Purchase orders (POs) are critical documents in business operations. They ensure clear communication between buyers and sellers, detailing the goods or services, pricing, and other contractual terms. With the rise of digitization, extracting data from purchase orders efficiently has become essential for modern businesses. Both b2b and b2c business scenarios use a purchase order to facilitate clear communication between two parties. It helps in maintaining important information related to the transaction of goods between two parties. This guide explores how to extract data from purchase orders, focusing on tools like purchase order OCR and strategies to streamline the process.
A purchase order (PO) is a written document issued by a buyer to a seller that indicates the type, quantity, and agreed price for products or services by two parties. It plays a very crucial role in ensuring smooth procurement operations and is a legally binding document once accepted by the seller. In simple terms, a purchase order (PO) document describes what goods have been requested by the buyer to sellers to confirm their interest in procuring goods and services.
Key Elements of a Purchase Order
- PO Number: A unique identifier.
- Buyer and Seller Information: Contact details and addresses.
- Order Details: Description, quantity, and price of items.

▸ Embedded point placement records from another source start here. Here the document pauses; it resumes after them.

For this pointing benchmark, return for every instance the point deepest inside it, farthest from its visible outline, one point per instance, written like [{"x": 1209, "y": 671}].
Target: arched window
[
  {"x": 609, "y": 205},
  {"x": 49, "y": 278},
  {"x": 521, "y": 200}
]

- Delivery Terms: Shipping method, destination, and date.
- Payment Terms: Agreed payment timelines and methods.
Manually managing this information is time consuming, especially for businesses handling large volumes of POs.

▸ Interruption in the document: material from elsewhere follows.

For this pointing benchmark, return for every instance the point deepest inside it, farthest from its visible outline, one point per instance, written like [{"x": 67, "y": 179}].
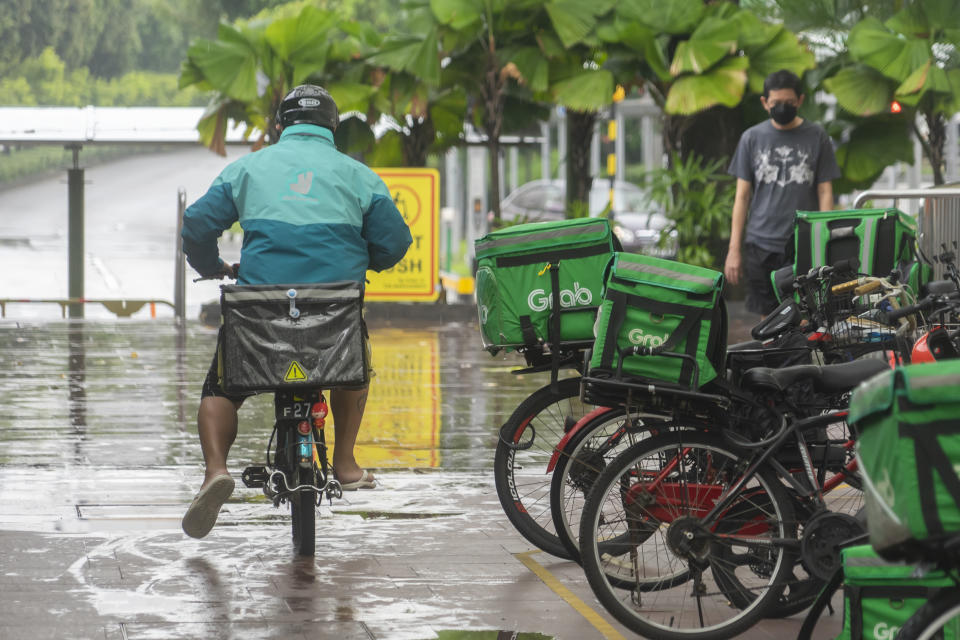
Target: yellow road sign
[{"x": 416, "y": 192}]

Relying on manual methods to extract and process data from purchase orders leads to many challenges for businesses.
Time Consuming: Extracting data from a purchase order manually is a time-consuming task. If you have to extract data from a single page document, then manually it can take hours, but using a purchase order app for data extraction only takes 5 to 10 minutes.

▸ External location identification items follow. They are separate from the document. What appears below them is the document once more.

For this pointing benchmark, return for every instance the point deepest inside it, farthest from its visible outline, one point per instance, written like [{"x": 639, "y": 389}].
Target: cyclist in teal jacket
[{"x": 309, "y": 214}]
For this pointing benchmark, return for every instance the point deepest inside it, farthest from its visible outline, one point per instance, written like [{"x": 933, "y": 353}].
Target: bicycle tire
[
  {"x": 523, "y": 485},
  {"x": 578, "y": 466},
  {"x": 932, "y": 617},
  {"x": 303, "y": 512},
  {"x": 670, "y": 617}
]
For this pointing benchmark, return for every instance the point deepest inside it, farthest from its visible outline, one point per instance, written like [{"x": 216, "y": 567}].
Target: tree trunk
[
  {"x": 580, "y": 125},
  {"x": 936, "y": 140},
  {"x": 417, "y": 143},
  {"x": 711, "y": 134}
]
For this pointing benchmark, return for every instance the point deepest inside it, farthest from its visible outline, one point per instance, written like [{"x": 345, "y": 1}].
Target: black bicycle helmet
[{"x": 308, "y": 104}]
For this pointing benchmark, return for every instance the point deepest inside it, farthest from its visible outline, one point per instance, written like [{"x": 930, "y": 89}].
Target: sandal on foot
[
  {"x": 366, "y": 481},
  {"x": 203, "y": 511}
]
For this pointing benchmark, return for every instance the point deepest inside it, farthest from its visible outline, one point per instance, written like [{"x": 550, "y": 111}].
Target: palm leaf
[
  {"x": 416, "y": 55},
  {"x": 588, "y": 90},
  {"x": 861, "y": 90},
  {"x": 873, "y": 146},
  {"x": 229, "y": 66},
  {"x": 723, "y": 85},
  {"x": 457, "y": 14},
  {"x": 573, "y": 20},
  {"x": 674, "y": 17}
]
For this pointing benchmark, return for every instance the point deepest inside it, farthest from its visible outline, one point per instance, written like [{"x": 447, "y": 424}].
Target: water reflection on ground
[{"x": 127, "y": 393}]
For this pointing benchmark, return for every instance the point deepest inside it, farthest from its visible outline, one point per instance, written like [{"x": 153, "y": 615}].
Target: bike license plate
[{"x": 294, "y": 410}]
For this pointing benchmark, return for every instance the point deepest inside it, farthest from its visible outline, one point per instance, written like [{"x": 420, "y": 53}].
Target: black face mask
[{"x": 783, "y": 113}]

Error Prone: One of the biggest challenges with manually extracting data from a purchase order is that it is prone to error. The most common human errors, such as typos or missed fields, can disrupt workflows and lead to costly mistakes. Due to the high volume of data, errors tend to happen if data is being extracted with manual method.
Scalability Issues: As businesses grow, manually processing hundreds or thousands of purchase orders becomes unsustainable. The manual processing of 100 purchase order documents can slow down the productivity of an organization, which can lead to other challenges, such as loss of profit and time.
Resource Intensive
Manual methods require significant labour, which leads to a rise in operational costs. To overcome these challenges, businesses are turning to automation tools like purchase order OCR technology. Since the purchase order OCR technology requires very little or no human intervention.
Purchase Order OCR (Optical Character Recognition) is a technology that captures and converts a printed or handwritten text into machine-readable data. This type of OCR technology is built and trained to capture and extract data such as vendor name, buyer name, date, amount, address, and other information from a PO document. You can save this extracted data in Excel, CSV, JSON, or another file format. With the help of purchase order OCR technology, businesses can significantly save time and money and scale their business to greater heights. The advent of AI OCR tools such as AlgoDocs Purchase Order OCR has made data extraction from purchase orders more accurate and productive.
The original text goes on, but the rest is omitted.